Offline School Real Life

Sepulang sekolah

Him : Ibuk, kakak kelasku itu pada suka loh sama xxx, temen sekelasku

Me : Oya? ( sambil menyembunyikan rasa kaget )

Him : Iya, bener..aku lihat dengan mataku sendiri mereka bilang suka. ( katanya dengan ekspresi membelalakkan matanya yang agak sipit )

Me : Adik lagi dimana waktu itu?

Him : Aku sama xxx lagi abis dari ruang ganti baju, abis olah raga. Ketemu kakak kelas yang cewek - cewek di tangga

Me : Trus?

Him : Ya tadi itu, mereka bilang suka. Pada manggil - manggil..xxx xxx..bibir kamu kok merah sekali, kamu ganteng deh

Me : ((omaigaattt dalam hati )) Trus menurut kamu gimana itu dik?

Him : Nggak cocok sih. Aneh. Kan masih bocil. Kalau cinta - cintaan kan nanti kalau udah menikah

Me : ( wkwkwkw..ngakak dengar statement terakhirnya ) iya betul, pakai baju sendiri aja kadang kancingnya masih salah yaa..( kataku sambil nguyek2 rambutnya yang lumayan gondrong untuk ukuran cowok )

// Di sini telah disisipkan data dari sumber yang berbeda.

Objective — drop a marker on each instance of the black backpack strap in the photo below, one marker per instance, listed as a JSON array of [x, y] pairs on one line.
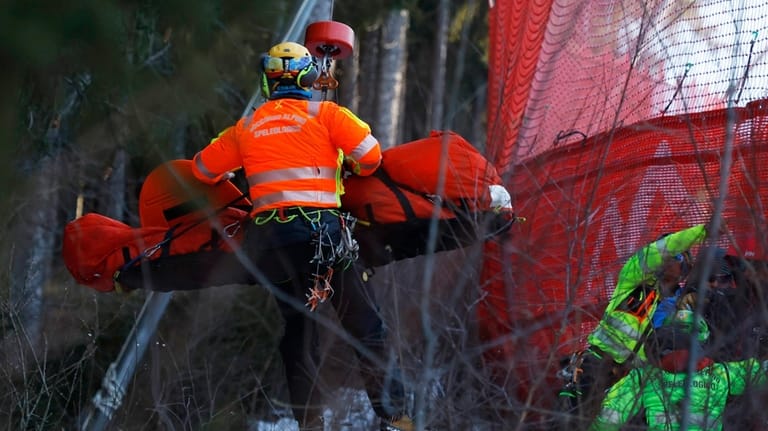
[[395, 188]]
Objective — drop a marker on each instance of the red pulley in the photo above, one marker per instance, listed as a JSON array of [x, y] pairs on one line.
[[331, 38]]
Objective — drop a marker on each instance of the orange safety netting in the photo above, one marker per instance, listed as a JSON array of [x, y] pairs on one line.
[[612, 123]]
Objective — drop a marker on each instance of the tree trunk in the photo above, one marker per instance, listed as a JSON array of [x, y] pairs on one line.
[[34, 234], [369, 75], [348, 79], [391, 83], [436, 120]]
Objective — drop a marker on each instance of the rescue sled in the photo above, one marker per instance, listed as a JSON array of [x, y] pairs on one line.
[[195, 225]]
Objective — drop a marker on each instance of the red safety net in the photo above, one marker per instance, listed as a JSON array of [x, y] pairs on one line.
[[612, 122]]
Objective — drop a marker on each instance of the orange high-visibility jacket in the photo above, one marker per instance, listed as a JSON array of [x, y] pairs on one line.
[[292, 152]]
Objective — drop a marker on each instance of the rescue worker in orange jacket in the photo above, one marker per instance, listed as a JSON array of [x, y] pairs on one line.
[[294, 151]]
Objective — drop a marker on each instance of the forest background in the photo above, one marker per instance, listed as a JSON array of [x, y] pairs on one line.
[[98, 93]]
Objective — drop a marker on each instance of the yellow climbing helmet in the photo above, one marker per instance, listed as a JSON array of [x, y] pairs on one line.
[[288, 70]]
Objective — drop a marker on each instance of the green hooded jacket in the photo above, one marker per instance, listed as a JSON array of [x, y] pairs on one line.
[[661, 394], [629, 311]]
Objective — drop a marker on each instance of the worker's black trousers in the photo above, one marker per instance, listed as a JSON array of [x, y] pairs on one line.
[[284, 256]]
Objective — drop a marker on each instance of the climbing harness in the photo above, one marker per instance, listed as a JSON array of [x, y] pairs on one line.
[[329, 254]]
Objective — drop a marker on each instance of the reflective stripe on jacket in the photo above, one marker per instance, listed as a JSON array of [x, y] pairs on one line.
[[619, 331], [292, 152], [661, 394]]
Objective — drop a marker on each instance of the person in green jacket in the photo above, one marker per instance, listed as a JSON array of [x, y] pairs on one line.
[[674, 395], [655, 271]]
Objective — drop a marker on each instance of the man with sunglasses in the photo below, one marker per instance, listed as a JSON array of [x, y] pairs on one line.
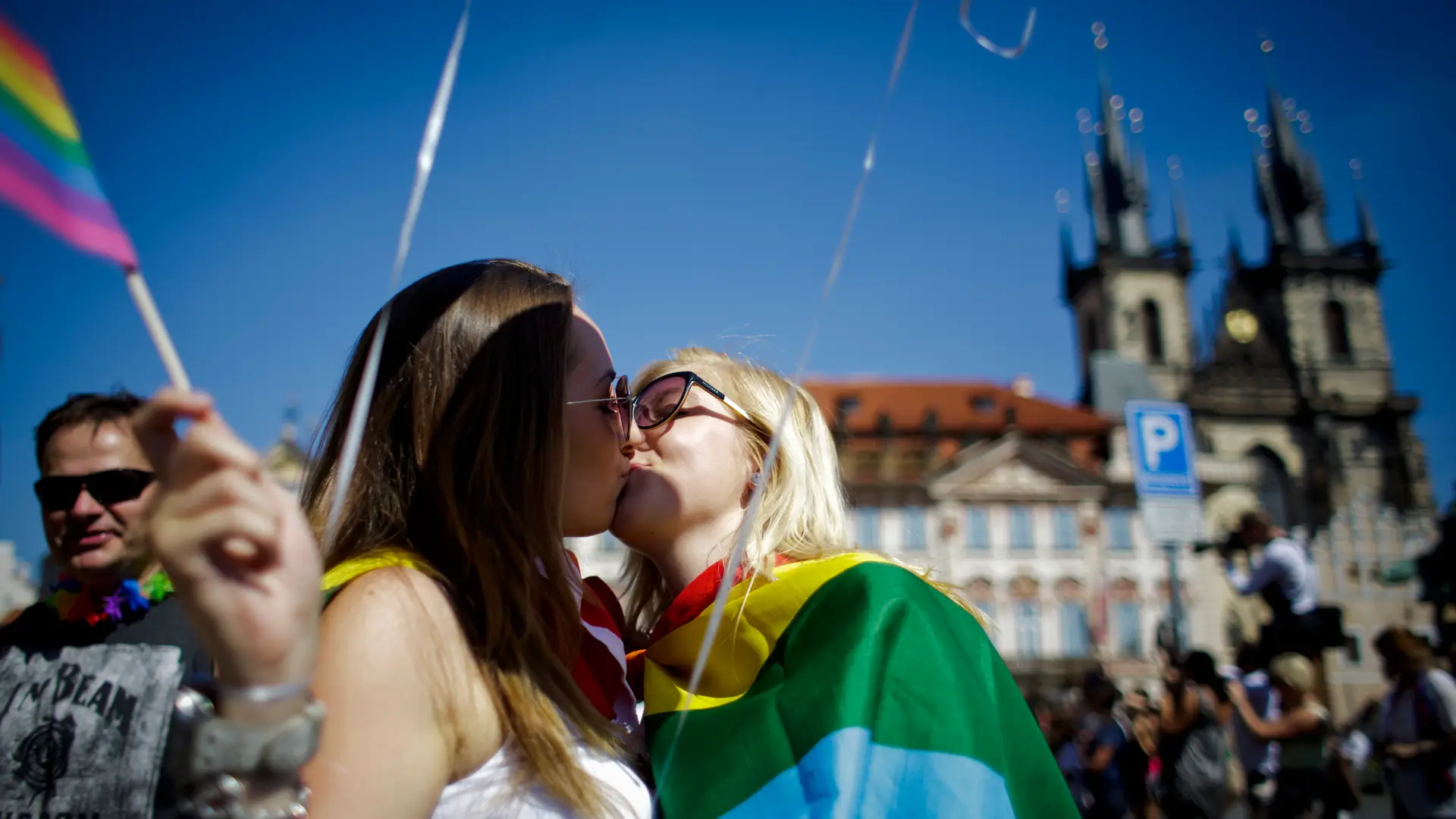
[[88, 676]]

Him : Oiya hari sebelumnya ada yang nitip kertas lewat aku, suruh ngasih ke xxx

Me : Oya? Lain kali jangan mau deh, suruh ngasih sendiri ke xxx

Him : Kenapa?

Me : Yah biar adik fokus belajar aja. Sambil bermain kalau pas jam istirahat. Lari - larian atau main pesawat kan seru

Him : Oke 


Dan demikianlah kehidupan sekolah offlinenya mengalir. Tak hanya tentang gedubrakan saat pagi, pak guru yang galak, temen yang suka membully, kini bertambah dengan romansa.

Tentang teman yang membully, kejadiannya di quarter pertama awal tahun ajaran. Bukan dia yang menjadi korban, tapi ikutan jengah juga mendengar ceritanya. Dia memang saya biasakan untuk menceritakan aktivitas hariannya di sekolah. Seringnya harus saya pancing dulu, tapi lumayanlah akhirnya dapat beberapa info dan gambaran harinya di sekolah hari itu.

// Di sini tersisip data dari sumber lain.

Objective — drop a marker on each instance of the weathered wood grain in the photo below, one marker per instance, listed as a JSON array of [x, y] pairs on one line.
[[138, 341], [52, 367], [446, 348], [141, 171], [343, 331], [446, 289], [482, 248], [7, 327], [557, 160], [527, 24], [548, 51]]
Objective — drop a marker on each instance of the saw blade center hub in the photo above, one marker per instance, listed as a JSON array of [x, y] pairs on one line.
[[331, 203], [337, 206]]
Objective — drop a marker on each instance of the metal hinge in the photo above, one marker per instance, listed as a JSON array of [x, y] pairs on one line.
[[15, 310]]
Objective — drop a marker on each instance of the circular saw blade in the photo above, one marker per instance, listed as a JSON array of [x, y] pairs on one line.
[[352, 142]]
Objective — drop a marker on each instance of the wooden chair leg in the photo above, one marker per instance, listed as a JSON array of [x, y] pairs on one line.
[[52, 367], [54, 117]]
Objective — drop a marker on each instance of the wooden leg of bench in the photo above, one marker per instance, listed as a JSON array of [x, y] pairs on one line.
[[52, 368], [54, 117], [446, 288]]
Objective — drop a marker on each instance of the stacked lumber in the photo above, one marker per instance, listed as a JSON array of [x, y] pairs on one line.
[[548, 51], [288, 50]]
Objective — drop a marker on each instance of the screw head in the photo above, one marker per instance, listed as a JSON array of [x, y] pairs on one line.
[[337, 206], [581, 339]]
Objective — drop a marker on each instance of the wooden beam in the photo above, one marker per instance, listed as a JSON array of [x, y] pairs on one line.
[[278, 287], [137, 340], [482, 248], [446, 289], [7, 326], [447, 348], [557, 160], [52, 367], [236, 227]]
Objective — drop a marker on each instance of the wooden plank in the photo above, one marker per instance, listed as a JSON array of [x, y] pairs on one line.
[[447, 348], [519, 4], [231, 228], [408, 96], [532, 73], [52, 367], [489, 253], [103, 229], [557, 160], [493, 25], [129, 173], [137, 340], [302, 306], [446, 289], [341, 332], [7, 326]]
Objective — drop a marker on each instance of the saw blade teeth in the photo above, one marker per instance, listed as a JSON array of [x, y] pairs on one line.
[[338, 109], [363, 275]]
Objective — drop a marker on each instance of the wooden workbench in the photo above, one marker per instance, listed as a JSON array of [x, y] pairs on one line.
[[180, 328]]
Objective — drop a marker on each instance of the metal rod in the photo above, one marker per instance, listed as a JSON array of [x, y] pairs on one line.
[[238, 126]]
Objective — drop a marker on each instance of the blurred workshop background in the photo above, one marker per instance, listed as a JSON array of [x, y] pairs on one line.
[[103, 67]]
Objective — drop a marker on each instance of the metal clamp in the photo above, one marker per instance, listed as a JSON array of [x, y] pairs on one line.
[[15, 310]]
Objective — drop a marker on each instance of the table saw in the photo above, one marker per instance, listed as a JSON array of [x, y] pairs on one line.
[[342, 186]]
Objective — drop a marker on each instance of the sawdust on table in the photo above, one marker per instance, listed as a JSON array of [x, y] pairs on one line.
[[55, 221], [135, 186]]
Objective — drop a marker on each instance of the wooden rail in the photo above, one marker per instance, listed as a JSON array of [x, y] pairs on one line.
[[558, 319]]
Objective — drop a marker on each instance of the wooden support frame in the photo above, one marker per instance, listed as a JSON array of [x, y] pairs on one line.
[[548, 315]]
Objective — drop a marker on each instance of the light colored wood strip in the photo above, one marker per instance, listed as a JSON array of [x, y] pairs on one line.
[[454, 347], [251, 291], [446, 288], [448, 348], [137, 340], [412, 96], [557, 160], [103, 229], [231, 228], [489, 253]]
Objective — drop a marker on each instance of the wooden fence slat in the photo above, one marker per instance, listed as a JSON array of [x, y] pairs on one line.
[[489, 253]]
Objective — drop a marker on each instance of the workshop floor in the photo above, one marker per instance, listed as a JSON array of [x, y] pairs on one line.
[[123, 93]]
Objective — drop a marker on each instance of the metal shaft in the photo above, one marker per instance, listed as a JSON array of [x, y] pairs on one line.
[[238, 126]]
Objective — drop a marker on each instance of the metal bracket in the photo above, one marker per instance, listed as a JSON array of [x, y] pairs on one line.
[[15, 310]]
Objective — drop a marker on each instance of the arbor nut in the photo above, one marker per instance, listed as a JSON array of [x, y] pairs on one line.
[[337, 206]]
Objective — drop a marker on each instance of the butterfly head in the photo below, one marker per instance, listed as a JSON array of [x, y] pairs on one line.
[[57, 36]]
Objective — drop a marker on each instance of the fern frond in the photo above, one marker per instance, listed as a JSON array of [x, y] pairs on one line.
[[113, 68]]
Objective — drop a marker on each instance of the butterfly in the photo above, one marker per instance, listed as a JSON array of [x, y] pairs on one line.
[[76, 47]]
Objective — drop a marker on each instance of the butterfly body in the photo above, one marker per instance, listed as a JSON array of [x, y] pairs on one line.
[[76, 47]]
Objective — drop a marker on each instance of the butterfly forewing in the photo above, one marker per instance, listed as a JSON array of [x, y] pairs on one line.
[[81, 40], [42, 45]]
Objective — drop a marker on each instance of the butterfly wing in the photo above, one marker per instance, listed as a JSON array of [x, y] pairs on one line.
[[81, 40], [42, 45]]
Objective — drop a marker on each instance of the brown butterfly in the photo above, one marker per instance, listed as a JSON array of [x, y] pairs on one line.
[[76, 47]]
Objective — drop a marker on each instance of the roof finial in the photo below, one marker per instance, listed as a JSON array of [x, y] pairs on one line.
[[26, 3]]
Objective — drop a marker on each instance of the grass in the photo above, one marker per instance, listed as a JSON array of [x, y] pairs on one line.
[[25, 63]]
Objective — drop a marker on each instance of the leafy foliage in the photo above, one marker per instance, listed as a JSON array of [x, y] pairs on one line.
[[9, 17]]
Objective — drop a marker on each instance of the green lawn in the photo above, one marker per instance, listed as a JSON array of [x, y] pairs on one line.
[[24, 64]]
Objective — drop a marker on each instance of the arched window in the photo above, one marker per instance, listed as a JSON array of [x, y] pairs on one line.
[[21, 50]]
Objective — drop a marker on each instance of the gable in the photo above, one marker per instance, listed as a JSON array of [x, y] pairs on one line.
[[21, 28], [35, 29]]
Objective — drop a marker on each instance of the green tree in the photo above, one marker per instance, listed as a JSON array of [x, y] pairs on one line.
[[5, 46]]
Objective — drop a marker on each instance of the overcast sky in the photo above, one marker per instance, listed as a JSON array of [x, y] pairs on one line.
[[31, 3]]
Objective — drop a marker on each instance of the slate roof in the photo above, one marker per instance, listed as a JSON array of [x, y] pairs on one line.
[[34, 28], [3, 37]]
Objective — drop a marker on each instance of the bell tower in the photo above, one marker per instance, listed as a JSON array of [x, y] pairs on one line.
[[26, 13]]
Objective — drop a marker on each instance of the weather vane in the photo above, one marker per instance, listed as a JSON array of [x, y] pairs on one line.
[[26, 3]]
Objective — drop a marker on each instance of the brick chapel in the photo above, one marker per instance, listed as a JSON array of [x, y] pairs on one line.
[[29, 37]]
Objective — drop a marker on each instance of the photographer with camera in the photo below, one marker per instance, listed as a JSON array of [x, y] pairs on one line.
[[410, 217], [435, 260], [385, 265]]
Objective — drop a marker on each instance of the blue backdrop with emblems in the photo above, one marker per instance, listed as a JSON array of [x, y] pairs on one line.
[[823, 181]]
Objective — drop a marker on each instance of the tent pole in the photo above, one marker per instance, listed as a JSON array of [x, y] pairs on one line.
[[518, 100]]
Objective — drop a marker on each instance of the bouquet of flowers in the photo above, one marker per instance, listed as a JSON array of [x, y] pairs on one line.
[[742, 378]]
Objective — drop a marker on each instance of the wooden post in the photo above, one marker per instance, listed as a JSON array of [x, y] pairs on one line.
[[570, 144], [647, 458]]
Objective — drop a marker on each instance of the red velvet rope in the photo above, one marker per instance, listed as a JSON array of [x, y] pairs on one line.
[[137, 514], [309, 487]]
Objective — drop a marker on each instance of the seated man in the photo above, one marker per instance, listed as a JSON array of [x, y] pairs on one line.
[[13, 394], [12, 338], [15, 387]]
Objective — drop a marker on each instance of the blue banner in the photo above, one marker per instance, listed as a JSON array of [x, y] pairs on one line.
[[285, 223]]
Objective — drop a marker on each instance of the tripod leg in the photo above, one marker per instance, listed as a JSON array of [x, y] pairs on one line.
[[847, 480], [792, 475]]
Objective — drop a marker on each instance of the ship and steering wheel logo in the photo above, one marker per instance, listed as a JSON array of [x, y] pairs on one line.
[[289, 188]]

Pembullyan awalnya dimotori oleh salah seorang siswa saja, tapi akhirnya bisa memprovokasi teman lainnya untuk ikut - ikutan. Ada nama - nama yang saya notice dari cerita dia, karena rutin dia sebutkan. Sembari itu, saya coba kroscek dengan ortu lain dan juga ke ortu korban. Akhirnya gempar dan reveal di group wali murid. Namun alhamdulillah solved dengan baik. Dan lebih bersyukurnya, anak saya tidak pernah disebutkan sebagai kelompok yang ikut - ikutan membully, bahkan sesekali menentang bersama beberapa siswa lain. Hahaha..nggak kebayang tubuh kecilnya akan kuat jika para pembully balik menyerangnya karena berani menentang.

Dari ortu korban, saya dapat cerita menyentuh, bagaimana anaknya yang merupakan sulung dengan 2 adik yang bersekolah di sekolah yang sama, selalu semangat saat berangkat sekolah. "Seakan nggak ada masalah, Mah. Selalu bilang ke adik - adiknya, asik loh di sekolah. Padahal kalau aku, udah nggak kuat dan nggak mau sekolah. Hancur hatiku, Mah kalau denger dia menyemangati adiknya seperti itu. Tapi juga bikin aku jadi kuat."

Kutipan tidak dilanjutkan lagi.